Body language while talking:
Look in the eyes while you talk to them. People who directly gaze into the other people’s eyes while talking are perceived to be more trustworthy. In a study conducted in 2006, people rated pictures looking directly at them as of more trustworthy people than of pictures of people looking sideways. it also helps to mimic the body language of the prospect. We generally tend to find people who have a similar body language as ours more trustworthy. Read more about this phenomenon here. We would learn more about this in an upcoming blogpost.
Listen intently and intensely:
The worst thing a salesperson can do to their prospect is to show them any signs of ignorance. This stems from not taking genuine interest in what the prospect has to say. We’re so indulged into our own fantasies on closing the sale with our pre-scripted sales pitch that we fall short at the most important step of listening to the prospect first. Hasn’t it happened to all of us that we begin to form a response in our heads even before the person in front of us hasn’t finished speaking? Be very patient. Imagine you’re sitting on the kitchen table talking about the product to an old friend.
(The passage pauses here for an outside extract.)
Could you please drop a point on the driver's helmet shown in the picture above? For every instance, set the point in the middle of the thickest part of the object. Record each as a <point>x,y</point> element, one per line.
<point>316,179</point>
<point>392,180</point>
People want to put a face to voice or email IDs they’ve been hearing, seeing and even in this internet age, face-to-face remains one of the most effective ways to make a memorable impression on anyone. Email and phone are great for follow-ups but few people will hand over a sizeable check without meeting someone in person. If the client is busy, find a way to meet them. Walk in the park, that sports game, shared meals are a great excuse. They were going to eat anyways. So take that cab, that metro, that plane, that train and make more meetings personal.
People buy from people. Rather, people buy from people they like and can relate to. A prospect should feel the seller is there is create a lasting relationship and is helping prospect buy instead of just trying to constantly sell something.